Unfortunately, the romance between Scott and Hope is poorly established and feels completely tacked on at the end. It would have been far better to have it develop in the next movie. It would have been more organic and realistic, but alas the writing decided to go the generic route with it. Scott is accompanied by a trio of friends, though the only notable one is Luis. (Michael Peña.) He was used mainly for comic relief, and some scenes were definitely cringe-worthy, but in conjunction he did have some of the funnier segments. If the writing can downplay some of his going over the top just for the sake of comedy, I wouldn't mind seeing him brought back for the sequel.

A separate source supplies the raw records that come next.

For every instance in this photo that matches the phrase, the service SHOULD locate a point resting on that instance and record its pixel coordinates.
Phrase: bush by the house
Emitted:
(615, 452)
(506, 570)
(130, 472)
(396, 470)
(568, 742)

How about Corey Stoll as the antagonist, Darren Cross? Like a good number of Marvel films, this guy is completely and utterly forgettable. The writing tries desperately to make him sympathetic and gives some pretty generic antagonist lines to help. (It doesn't help.) The fact that we just saw the amazingly written Ultron a few months ago also doesn't help matters. This guy is basically a poorer version of Obadiah Stane from the first Iron Man. At the very least, the Yellowjacket design is quite impressive and a treat to see in action. If only the wearer was at least a bit engaging.
The usage of Ant-Man's shrinking ability was definitely something intriguing to behold going into the film, but I never thought just how smartly utilized it would be. Lang is able to turn little then big again in a flash, which made for some pretty unique and awesome fights scenes. I've never seen the comics utilize his ability like this. In fact, usually in the comics the shrinking is treated as a slow process, which makes the film's usage a refreshing change of pace. (I wouldn't be surprised if the books started using this more prominently now.)
Every scene with Lang turning small offers very unique imagery and engagement we haven't seen since the Honey, I Shrunk the Kids days. Not only that, but seeing ants up close and personal was a lot fun. In fact, after watching this movie the viewer may like ants so much that he/she may reconsider stomping on one next time. The core of the story is the "heist" on Pym industries, and it's a blast to watch. The final battle against Yellowjacket was one of the most innovative of Marvel showdowns. We have the characters battling in a suitcase and even next to a Thomas the Tank Engine. (Whom deserves an Oscar by the way.) The soundtrack is pretty solid. There aren't many truly standout themes, though the one which played during the suitcase fight scene at least deserves praise.
Overall, ANT-MAN is a solid solo film introducing a character whom actually proves to be one of the most interesting with his shrinking ability. There is some mediocre writing which stops it from being called "amazing" like Winter Solider and Guardians and Galaxy, but there's more things to praise than there are negative. The action is a lot of fun and just different than what we're used to seeing. Also, the film takes some great advantage of being part of a shared universe. Unlike Iron Man 2, this film knows how to incorporate itself into the bigger picture while at the same time being a standalone story. I personally look forward to seeing the character again in Captain America: Civil War next year.